Y dicen que la felicidad está a la vuelta de la esquina, que no hay que buscarla, que aparece, que hay que dejarse encontrar, que hay que estar dispuesto a abrirse a formas diferentes de alegría y de encarar la vida.

Que difícil fue poder confiar, dejarme acompañar, dejarme amar. Dejarme entender. Poderme acurrucar y que me cuiden.

Coincidimos en tiempo, espacio, lugar, momento de la vida y, como si fuera por casualidad, emprendimos un camino que lleva recorrida una vida. Una vida de grandes tristezas, pero también de muchas alegrías.

Todo conspiró para que me diera cuenta de lo realmente importante en la vida. Descartar las apariencias, valorar a las personas por lo que son y no por lo que muestran ser, ver el interior y no sólo la cáscara. Dejar de hacerme problema por cosas insignificantes, sin sentido. Apartarme de los conflictos. Impedir que me invadan con malas vibras. Ganar en momentos de paz. Dejar de perturbarme por actividades o acciones que no me competen. Prestarme más atención.

Hoy tengo la convicción de decir que, gracias a la enfermedad, comencé a preguntarme el para qué de mis acciones, comencé a mirar a la gente a los ojos intentando descifrarlos y entenderlos, comencé a reconocer los grandes momentos de la vida y lo que es realmente importante. Pude encontrarme con aquello que me rodeaba y estaba tapado por tantas acciones superficiales, por tanto maquillaje.

Fue el diagnóstico de cáncer de mama el que me hizo reconocer el gran caudal amoroso que me circundaba y, sin pensarlo, me enamoré.

Y existir se hizo más sencillo. Y la soledad empezó a estar acompañada. Y las esperas para quimioterapia fueron más amenas. Y los días de rayos eran más amigables yendo en moto. Estar pelada me fortaleció.

Así nació un nuevo ser, más centrado en tareas posibles y quehaceres reales. Una persona que habla menos para escuchar más, que calla no por ignorancia sino por empatía. Auxiliar pasó a ser tan importante como ser gratificado. Sentirse útil pasó de ser una tarea laboriosa por una remuneración, a una actividad que gratifica sólo por serle útil al prójimo.

El éxito ahora está teñido de acciones para el alma, llenas de amor, de devoción, de tareas realizadas con el corazón. Vivo con la convicción de saber que soy capaz de enfrentar cada objetivo sin dudar ni un segundo de mi capacidad de transformar lo negativo en positivo, aunque la noticia sea la más incierta e inesperada, la más negra y subvaluada.
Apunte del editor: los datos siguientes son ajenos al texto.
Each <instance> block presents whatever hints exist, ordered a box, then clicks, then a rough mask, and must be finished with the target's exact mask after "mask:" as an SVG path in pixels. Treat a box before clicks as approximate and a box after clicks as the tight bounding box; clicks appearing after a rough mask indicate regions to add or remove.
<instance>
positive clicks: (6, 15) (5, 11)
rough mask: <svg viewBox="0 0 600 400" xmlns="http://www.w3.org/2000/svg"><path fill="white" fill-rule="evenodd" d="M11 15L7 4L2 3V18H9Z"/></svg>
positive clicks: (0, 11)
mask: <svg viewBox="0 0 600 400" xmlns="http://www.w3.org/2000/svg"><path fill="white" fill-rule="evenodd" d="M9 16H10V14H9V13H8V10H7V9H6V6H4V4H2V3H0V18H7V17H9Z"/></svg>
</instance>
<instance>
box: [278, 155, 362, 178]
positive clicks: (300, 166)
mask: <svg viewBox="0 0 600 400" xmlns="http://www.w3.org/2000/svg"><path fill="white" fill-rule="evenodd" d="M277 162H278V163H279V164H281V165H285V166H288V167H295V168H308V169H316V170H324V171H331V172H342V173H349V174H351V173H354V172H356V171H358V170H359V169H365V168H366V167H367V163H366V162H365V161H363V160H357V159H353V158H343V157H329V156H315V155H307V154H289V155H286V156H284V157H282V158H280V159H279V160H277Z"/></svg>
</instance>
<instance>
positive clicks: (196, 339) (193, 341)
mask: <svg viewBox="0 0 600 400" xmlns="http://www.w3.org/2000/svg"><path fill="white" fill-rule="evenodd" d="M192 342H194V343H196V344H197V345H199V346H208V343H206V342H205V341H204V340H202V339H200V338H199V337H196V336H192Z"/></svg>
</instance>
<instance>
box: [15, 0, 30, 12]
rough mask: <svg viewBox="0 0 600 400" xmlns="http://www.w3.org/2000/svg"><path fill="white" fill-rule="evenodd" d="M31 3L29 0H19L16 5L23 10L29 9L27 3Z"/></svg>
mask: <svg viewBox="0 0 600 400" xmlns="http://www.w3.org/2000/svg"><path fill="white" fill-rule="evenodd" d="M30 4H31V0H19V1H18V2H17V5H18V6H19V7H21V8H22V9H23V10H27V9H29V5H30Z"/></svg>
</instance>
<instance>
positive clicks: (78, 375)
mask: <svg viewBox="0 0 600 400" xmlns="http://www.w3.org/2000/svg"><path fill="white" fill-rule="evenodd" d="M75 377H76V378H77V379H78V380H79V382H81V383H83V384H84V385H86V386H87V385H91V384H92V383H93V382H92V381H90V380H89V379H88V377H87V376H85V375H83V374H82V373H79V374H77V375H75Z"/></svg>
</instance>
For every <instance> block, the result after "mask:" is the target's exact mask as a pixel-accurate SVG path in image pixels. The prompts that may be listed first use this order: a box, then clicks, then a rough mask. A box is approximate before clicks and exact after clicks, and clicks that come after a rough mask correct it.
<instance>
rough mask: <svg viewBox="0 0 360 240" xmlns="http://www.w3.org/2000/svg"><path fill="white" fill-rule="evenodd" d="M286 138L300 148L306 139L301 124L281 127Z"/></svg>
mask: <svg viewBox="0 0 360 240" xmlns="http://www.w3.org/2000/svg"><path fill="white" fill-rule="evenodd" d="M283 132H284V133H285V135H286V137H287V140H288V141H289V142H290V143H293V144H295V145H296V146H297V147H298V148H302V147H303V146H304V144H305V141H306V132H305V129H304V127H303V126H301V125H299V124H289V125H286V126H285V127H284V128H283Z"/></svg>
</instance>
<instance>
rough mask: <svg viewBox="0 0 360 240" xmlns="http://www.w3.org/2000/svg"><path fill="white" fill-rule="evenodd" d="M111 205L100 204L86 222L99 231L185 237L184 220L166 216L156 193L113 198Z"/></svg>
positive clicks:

Ahora cada acción tiene más sentido. La empatía hace que puedas posicionarte en diferentes lugares para poder comprender y descifrar lo que antes era tan difícil. Reflexionar y aceptar la vida como aparece, sin cuestionarla ni desafiarla, sin auto sabotearte.

Definitivamente agradezco a mi enfermedad porque ya es parte de mí, pero desde un lugar de aprendizaje. Gracias al cáncer me reinventé, me redescubrí. Bajé las revoluciones por minuto que invadían cada una de mis acciones.  Dejé de ser un tsunami para pasar a ser una brisa de atardecer de verano. Aprendí a amarme y a dejarme a amar. Descubrí que levantarse cada día tiene sentido. Que cada respiro con los pies en el pasto o valorando unos rayitos de sol, ayudan a que, no sólo el cuerpo sino la mente, estén menos abrumados, y puedas sanarte.

Porque, en definitiva ¿qué es sanar? Es encontrar el tesoro escondido en tu interior, reconciliándote con vos mismo y con tu alrededor para transitar lo que te espera, del modo más feliz y con la mayor cantidad de paz posible. Es adaptarte a las contingencias de la vida de un modo más amable y agradable, sin ofuscarte, sin enojarte pero sin resignarte. Es emprender una trayectoria de pequeños−grandes momentos, con aquellos que quieran y puedan acompañarte. Es compartir el silencio, respirar profundamente, sentir alivio. Es tener esperanza en recomponerte aunque existan momentos de llanto y de desesperación. Es tener coraje y fuerza para sostener el escudo que te protege de las contingencias. Es tener fe e intentar cumplir tus sueños.